Por P. Fernando Pascual
Cientos de decisiones de nuestras vidas conjugan dos palabras: ignorancia y creencia.
Ignoro si esta medicina me ayudará. Creo (me fío) en el médico que me la ha aconsejado.
Ignoro si este alimento es 100 % biológico. Creo en la empresa que ha puesto un letrero con esas palabras.
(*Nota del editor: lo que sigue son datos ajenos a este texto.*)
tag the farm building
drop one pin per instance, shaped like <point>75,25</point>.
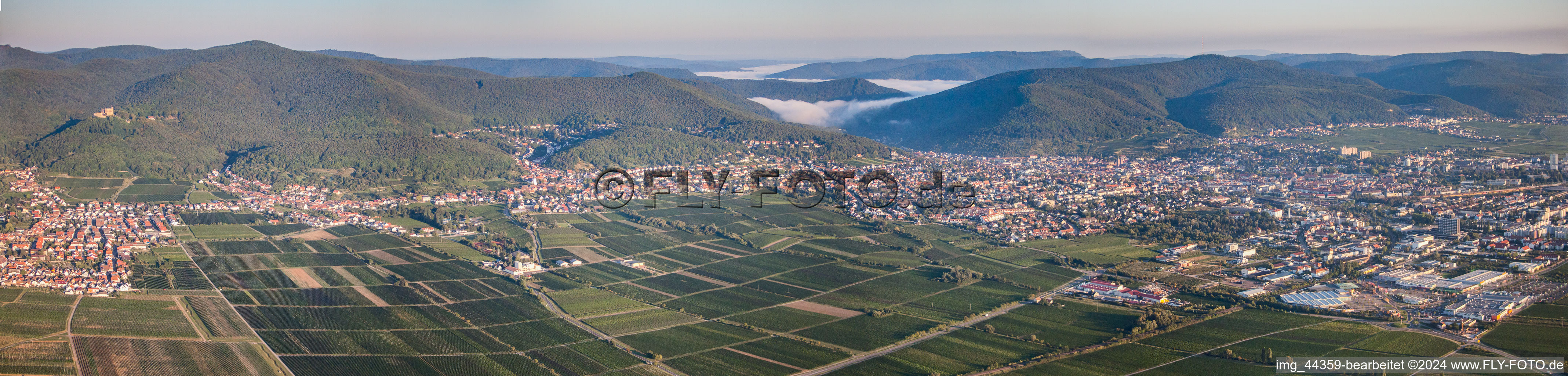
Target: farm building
<point>1332,298</point>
Ignoro si este edificio tiene un buen sistema antiincendios. Creo en el propietario que me garantiza esa información.
Ignoro si esa vacuna me ayudará a no contagiarme. Creo en quienes me dicen que vale la pena usarla para prevenir la difusión incontrolada de una epidemia.
La lista podría ser mucho más larga. Muestra algo que ya los antiguos griegos habían explicado: nuestra existencia mezcla conocimientos e ignorancias, y en muchos ámbitos nos basamos en creencias sobre la competencia y la honestidad de otros.
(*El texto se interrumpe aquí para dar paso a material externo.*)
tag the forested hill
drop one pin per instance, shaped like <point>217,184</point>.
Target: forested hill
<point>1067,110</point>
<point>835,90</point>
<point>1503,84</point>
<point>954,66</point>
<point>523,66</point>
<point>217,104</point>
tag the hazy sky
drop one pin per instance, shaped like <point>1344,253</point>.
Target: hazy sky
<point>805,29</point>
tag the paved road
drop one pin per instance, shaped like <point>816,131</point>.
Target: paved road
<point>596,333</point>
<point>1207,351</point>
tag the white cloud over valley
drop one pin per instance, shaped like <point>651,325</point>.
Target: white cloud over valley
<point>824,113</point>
Puede parecer difícil recorrer toda nuestra vida entre la ignorancia y la creencia. Pero constatamos con alivio que muchas creencias han funcionado, incluso cuando la situación parecía extremadamente oscura.
Es verdad que otras creencias demostraron fundarse en el engaño o, al menos, en errores más o menos serios. Porque incluso el mejor médico, al recomendar una medicina, no siempre está seguro de que será útil para mejorar nuestra salud.
A pesar de esos errores, necesitamos, ante decisiones cotidianas o ante aquellas que resultan claves para nuestro futuro, buscar la mejor manera de conocer cada asunto, en la medida de lo posible, para superar nuestra ignorancia.
Al mismo tiempo, necesitamos apoyarnos, con nuestra confianza, en tantas personas buenas que nos ofrecen informaciones que, según creemos, servirán para nuestro bien y el de quienes viven a nuestro lado.